UN Stops the One Invasion Where They Actually Do Welcome Us With Flowers

|

Ryan Posly hips us to UNESCO's latest plan to stop what The New York Times' Alan Riding calls "cultural invasion" and "the homogenizing effect of cultural globalization." By a vote of 148 to 2, the UN cultural body has approved the "Convention on the Protection and Promotion of the Diversity of Cultural Expressions," a proposal giving signers an unspecified authority to take steps to protect their own cultures. Israel and the United States voted against, while Australia, Nicaragua, Honduras, and Liberia abstained.

It's not clear what the convention actually means. Riding claims it will permit participants to use "subsidies and quotas" to keep out American popular culture, but the convention contains no such language.
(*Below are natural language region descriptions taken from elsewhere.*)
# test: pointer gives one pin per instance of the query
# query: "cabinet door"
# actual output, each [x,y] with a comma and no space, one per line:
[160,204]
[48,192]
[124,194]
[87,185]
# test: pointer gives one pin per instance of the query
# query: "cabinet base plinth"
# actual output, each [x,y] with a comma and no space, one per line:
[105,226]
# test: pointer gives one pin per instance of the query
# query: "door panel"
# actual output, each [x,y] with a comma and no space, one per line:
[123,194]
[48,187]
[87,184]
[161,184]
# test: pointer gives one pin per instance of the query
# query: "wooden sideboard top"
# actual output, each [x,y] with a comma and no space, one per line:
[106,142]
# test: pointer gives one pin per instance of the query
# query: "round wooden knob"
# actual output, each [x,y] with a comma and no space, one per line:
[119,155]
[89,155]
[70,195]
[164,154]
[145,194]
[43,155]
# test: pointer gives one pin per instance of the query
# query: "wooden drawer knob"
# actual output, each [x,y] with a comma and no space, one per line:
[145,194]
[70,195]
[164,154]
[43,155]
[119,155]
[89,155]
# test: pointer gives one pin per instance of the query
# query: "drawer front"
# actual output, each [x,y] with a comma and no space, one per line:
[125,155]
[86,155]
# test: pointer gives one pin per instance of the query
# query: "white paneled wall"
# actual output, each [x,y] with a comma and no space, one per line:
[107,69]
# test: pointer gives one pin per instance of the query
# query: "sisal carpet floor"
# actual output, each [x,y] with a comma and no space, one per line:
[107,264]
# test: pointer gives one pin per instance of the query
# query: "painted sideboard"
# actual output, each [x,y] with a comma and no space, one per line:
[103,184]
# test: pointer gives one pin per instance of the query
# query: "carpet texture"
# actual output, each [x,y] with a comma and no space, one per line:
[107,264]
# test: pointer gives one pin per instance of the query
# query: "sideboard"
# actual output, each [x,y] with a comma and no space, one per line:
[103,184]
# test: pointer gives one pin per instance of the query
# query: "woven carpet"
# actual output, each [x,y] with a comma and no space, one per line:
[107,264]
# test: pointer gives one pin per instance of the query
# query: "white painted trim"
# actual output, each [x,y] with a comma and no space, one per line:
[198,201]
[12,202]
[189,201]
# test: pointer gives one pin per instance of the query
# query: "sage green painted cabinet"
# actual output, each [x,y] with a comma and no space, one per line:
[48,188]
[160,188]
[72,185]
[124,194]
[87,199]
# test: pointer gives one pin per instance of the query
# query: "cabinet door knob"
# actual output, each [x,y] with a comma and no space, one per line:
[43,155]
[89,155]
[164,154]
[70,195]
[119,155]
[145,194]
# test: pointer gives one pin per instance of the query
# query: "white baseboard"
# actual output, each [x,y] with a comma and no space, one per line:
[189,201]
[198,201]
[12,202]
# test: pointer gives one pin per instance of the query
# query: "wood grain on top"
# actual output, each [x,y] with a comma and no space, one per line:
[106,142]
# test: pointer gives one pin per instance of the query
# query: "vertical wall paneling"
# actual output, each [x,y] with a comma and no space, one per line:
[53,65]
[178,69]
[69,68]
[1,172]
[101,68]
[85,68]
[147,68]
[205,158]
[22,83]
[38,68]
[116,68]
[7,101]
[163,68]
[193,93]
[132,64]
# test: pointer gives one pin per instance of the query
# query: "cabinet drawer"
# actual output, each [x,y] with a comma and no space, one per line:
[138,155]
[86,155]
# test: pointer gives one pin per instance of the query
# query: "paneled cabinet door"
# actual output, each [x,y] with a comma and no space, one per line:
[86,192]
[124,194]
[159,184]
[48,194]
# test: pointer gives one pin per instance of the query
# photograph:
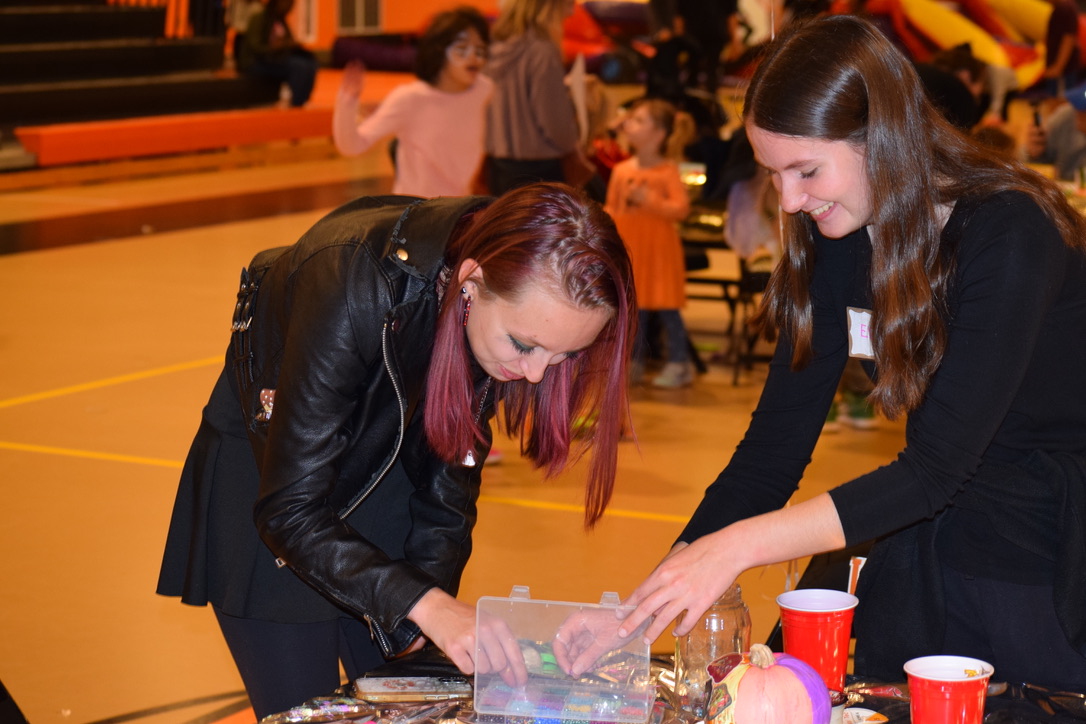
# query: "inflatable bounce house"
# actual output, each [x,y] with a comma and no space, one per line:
[1005,33]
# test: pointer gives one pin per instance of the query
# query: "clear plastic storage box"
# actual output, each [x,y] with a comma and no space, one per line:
[617,687]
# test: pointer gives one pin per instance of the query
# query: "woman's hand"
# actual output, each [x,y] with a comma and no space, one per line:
[683,586]
[451,625]
[693,576]
[585,636]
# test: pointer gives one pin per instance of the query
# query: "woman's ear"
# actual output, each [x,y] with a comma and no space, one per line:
[468,274]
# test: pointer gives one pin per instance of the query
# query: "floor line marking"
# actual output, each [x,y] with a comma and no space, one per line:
[112,457]
[177,465]
[121,379]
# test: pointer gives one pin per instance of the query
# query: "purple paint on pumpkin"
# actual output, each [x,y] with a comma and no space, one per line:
[812,682]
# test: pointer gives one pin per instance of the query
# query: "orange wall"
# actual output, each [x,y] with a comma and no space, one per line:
[402,16]
[399,16]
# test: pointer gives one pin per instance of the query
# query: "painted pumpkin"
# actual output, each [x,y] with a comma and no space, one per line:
[762,687]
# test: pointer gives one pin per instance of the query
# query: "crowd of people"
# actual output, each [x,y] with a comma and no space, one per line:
[327,502]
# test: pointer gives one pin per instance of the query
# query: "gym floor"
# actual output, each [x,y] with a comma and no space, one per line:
[117,297]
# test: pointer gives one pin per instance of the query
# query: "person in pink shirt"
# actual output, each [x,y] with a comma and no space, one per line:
[439,121]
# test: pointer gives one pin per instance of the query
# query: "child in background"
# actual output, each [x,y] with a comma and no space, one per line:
[439,121]
[646,199]
[268,51]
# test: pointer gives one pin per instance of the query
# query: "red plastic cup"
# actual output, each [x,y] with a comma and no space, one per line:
[817,625]
[947,689]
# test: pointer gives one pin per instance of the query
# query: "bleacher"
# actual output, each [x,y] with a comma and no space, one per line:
[91,90]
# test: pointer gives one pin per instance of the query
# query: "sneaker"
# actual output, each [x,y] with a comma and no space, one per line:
[856,411]
[832,424]
[673,376]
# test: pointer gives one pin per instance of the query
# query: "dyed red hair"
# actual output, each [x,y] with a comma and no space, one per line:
[551,235]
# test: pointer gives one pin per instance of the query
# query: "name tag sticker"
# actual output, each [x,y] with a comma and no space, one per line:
[859,333]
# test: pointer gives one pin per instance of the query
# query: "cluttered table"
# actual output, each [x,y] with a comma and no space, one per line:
[868,701]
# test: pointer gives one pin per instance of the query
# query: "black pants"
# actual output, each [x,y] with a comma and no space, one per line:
[283,664]
[1013,627]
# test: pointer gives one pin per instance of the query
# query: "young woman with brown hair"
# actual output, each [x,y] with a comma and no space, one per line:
[959,279]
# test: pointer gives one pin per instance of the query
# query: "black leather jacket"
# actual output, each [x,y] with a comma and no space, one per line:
[341,325]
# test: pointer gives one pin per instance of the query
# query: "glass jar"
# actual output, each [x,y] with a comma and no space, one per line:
[724,629]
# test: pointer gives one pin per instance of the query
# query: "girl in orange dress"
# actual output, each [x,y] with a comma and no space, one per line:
[646,199]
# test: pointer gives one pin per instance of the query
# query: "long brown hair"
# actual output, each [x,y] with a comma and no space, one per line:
[520,16]
[837,78]
[551,235]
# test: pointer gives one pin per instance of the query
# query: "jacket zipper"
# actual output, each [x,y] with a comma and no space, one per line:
[400,439]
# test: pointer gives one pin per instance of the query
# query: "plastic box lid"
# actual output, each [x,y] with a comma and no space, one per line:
[616,688]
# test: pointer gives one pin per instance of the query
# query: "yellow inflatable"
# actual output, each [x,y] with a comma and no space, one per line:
[947,28]
[1030,17]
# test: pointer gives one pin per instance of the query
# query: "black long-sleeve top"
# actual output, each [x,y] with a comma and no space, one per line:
[1012,380]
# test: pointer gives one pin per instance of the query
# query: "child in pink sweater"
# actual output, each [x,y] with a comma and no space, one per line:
[438,121]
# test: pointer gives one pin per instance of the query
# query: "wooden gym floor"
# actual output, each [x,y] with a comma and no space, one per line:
[116,299]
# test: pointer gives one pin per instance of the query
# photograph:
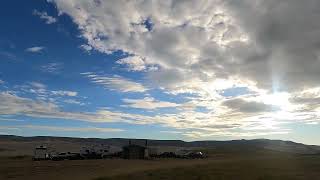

Here is the operative section:

Article 8—Measures to protect cultural expressions

1. Without prejudice to the provisions of Articles 5 and 6, a Party may determine those special situations where cultural expressions on its territory are at risk of extinction, under serious threat, or otherwise in need of urgent safeguarding.

2. Parties may take all appropriate measures to protect and preserve cultural expressions in situations referred to in paragraph 1 in a manner consistent with the provisions of this Convention.

3. Parties shall report to the Intergovernmental Committee all measures taken to meet the exigencies of the situation, and the Committee may make appropriate recommendations.

Variety calls the vote "a slap in the face to the U.S.," which recently rejoined UNESCO, but it would be more accurate to say that the vote is a slap in the face to the approving countries' own populations. Common sense dictates that there'd be no need for this convention if nobody were buying American products, and the specific case indicates there's a lot more love than hate in what The Washington Post calls "the world's love-hate relationship with Hollywood, Big Macs and Coca-Cola." The convention was sponsored by France and Canada, and French "culture czar" Renaud Donnedieu de Vabres se vante that "We are no longer the black sheep on this subject."

Hey, Renaud, while you're winning the rest of the UNESCO apparatchiks over to your side, take a gander at the movies your own countrymen chose to spend their Euros on this year. And while you're at it, tell the Canadians—who are forced by their government to pretend they know your language—that they're also doing a heck of a job showing their disapproval of American cultural products.